Os Finamores que conheciam o futuro
O Natal tem significados diferentes para cada um, e em cada época da vida. Para minha mãe, Natal era sinônimo de casa cheia – mais trabalho, mais camas para arrumar, mais crianças para sujar a casa, mais comida para fazer. Para nós, crianças, significava casa cheia – mais diversão, mais camas para desarrumar, mais crianças com quem brincar pela casa, mais comida para nos empanturrar.
Os melhores Natais são aqueles em que Papai Noel não é uma metáfora nem uma lenda, mas um ser vivo, palpável, ansiosamente esperado. Morávamos então, com Vô Tote e Vó Rosa, num imenso Hotel Rubim, na praça diante da estação onde ainda havia trens e caixeiros viajantes. Hóspedes iam e vinham todos os dias, e a isso se acostuma quando se vive num hotel. Mas o Natal trazia a categoria mais especial de hóspedes, que são as visitas – tios e primos que vinham Muriaé, Cisneiros, Belo Horizonte, Além Paraíba.
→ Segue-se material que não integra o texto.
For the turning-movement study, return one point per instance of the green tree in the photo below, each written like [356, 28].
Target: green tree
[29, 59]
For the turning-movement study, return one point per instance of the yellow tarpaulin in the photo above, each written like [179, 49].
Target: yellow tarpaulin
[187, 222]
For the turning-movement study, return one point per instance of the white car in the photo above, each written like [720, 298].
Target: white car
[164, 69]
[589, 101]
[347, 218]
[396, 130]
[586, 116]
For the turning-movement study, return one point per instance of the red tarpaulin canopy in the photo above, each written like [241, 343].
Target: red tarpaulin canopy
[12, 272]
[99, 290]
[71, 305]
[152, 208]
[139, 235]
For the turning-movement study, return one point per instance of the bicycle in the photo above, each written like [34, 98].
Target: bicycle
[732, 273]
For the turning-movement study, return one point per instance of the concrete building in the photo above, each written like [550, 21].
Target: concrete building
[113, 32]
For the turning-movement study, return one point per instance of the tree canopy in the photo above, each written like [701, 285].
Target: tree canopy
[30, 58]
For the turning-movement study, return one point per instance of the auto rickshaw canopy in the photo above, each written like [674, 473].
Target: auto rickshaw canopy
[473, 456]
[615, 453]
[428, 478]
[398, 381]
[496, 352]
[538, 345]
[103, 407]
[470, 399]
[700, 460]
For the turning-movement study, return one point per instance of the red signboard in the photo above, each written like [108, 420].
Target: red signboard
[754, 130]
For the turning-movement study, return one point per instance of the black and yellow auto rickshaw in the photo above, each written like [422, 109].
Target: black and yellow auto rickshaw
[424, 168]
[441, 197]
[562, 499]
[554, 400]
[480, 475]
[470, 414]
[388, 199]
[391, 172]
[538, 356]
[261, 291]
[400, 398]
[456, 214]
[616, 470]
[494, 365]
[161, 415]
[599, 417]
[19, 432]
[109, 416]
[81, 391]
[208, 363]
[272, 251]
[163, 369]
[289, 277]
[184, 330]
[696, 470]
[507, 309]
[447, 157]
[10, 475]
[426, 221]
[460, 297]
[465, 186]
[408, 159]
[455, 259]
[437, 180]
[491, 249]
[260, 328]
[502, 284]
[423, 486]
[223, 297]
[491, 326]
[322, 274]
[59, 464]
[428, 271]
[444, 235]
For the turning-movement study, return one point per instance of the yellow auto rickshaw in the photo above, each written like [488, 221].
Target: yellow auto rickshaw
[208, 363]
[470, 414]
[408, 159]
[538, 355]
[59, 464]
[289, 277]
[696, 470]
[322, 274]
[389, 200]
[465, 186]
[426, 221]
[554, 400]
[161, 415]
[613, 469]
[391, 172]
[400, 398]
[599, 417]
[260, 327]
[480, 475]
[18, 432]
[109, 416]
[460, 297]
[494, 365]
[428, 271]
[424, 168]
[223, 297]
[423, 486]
A cozinha se enchia de latas de banha com lombo de porco e lingüiça. Nos grandes refrigeradores, doces de figo, de cidra, potes de compotas e suas caldas. Rabanadas brotavam das frigideiras, bacalhaus saltavam de banho em banho, castanhas estalavam nos batentes das portas (quebra-nozes improvisados). Comia-se como nunca, como se para isso fossem feitos os Natais.
Mas o melhor de tudo, o mais esperado, não era a abundância da comida, a surpresa (nem sempre surpreendente) dos presentes, ou a presença ruidosa das primas. O grande momento para mim era a chegada dos Finamore. Eram tios que não eram tios (mas primos-segundos!), primos que não eram netos dos meus avós e, principalmente, eram pessoas que sabiam o que ainda estava por acontecer.
Primo do meu pai, tio Wanuzzi, médico, morava em Além Paraíba, uma cidade em que bastava atravessar uma ponte para estar em outro estado. Nesse lugar mágico, pegava-se televisão do Rio, não de Belo Horizonte e, naqueles longínquos anos 60, quando ainda não havia transmissão por satélite, as novelas passavam ali dias antes de serem transmitidas em Minas.
Tio Wanuzzi, tia Maria Odete, Luisinho, Wanuzzinho e Marimília chegavam trazendo risadas, presentes e o conhecimento do futuro: quem morreu, quem matou, por que matou, nas novelas que acompanhávamos sem muita distinção do que fosse realidade e ficção. Sabiam antes de todos nós quem era O Rato, sabiam que a megera apenas se fingia de paralítica, sabiam os segredos, as reviravoltas, os desfechos. Eram, ao vivo e a cores, as cenas dos próximos capítulos. Todas as nossas grandes incógnitas eram, para eles, teoremas demonstrados.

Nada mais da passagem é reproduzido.